Die “Flüchtlingskrise” sei in Wahrheit eine gewaltige Medien- und Politikkrise, so David Goeßmann. In seinem Buch “Die Erfindung der bedrohten Republik” deckt der Journalist und Kontext-TV-Mitbegründer auf, wie die großen Leitmedien die Deutschen in die Irre führten. Sie hätten mit manipulativen Mitteln Mythen verbreitet. Primäres Ziel der politischen Inszenierungen sei es, das verschärfte Abschottungssystem durchzusetzen. Denn Regierung und Wirtschaftseliten setzten trotz gegenteiliger Rhetorik seit Jahrzehnten auf „Flüchtlingsbekämpfung“. Im starken Kontrast zur Fachwelt und den meisten Bürgern in der EU, die mehr Verantwortungsübernahme ihrer Regierungen und ein Ende der Abwehrpolitik fordern. Wenn die Industriestaaten ihren Kurs gegenüber dem Globalen Süden nicht änderten, drohe angesichts der Klimaerwärmung eine Eskalation der Krisen.

Gäste: 

David Goeßmann: Journalist, Autor und Mitbegründer von Kontext TV. Vor kurzem erschien sein Buch "Die Erfindung der bedrohten Republik. Wie Flüchtlinge und Demokratie entsorgt werden".

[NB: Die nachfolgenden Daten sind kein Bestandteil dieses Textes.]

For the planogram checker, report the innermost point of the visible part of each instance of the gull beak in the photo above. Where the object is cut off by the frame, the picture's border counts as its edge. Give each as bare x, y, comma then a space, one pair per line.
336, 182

Im Sommer 2015 habe es keine "Flüchtlingskrise", sondern eine "Abschottungskrise" gegeben, stellt David Goeßmann in seiner Analyse fest. Um den Schengenraum und damit den freien Warenverkehr in der EU zu stabilisieren - und nicht aus humanitären Gründen -, habe die deutsche Regierung keine andere Wahl gesehen, als die Flüchtlinge von Ungarn weiterreisen zu lassen. Zugleich sorgte sie auf EU-Ebene mit verschärften Maßnahmen wie dem EU-Türkei-Deal dafür, dass Schutzsuchenden kaum mehr in die EU kommen können. Die Medien unterstützten den verschärften Abschottungskurs als "alternativlos", während sie mit Angstnachrichten Stimmung gegen Flüchtlinge machten, so Goeßmann. Nach dem Motto: Deutschland muss sich vor Schutzsuchenden schützen. Dabei wurde wie beim "Sodom und Gomorrha" in der Kölner Silvesternacht oder beim kriminellen Flüchtling die Realität massiv verzerrt, mit doppelten Standards berichtet und Nicht-Einheimische an den Pranger gestellt.

In der "Flüchtlingskrise" wurde erneut von allen Seiten argumentiert, dass Flüchtlinge "vor Ort" besser versorgt werden könnten. Doch die Forderung sei nichts weiter als ein Feigenblatt für das inhumane Auslagern des "Problems" auf die ärmsten Länder der Welt, so Goeßmann. Neun von zehn Flüchtlingen müssten seit Jahrzehnten von armen Entwicklungsländern versorgt werden, die keinerlei Ressourcen dafür hätten. Schutzsuchende würden in ein inhumanes Lagersystem gepackt, in "Höllenexperimenten" abgelagert, wie eine ARTE-Reportage die Flüchtlingscamps bezeichnet. Denn die Industriestaaten seien nicht bereit, für das "Outsourcing" angemessen zu zahlen und damit Schutz zu ermöglichen. So gäben die reichen Länder pro Flüchtling im Globalen Süden weniger Geld aus als deutsche Hundehalter für Hundefutter. Währenddessen feierten die Medien Geberkonferenzen für syrische Flüchtlinge als historisch, die nicht einmal genügend Geld für die UN-Notversorgung einsammeln konnten.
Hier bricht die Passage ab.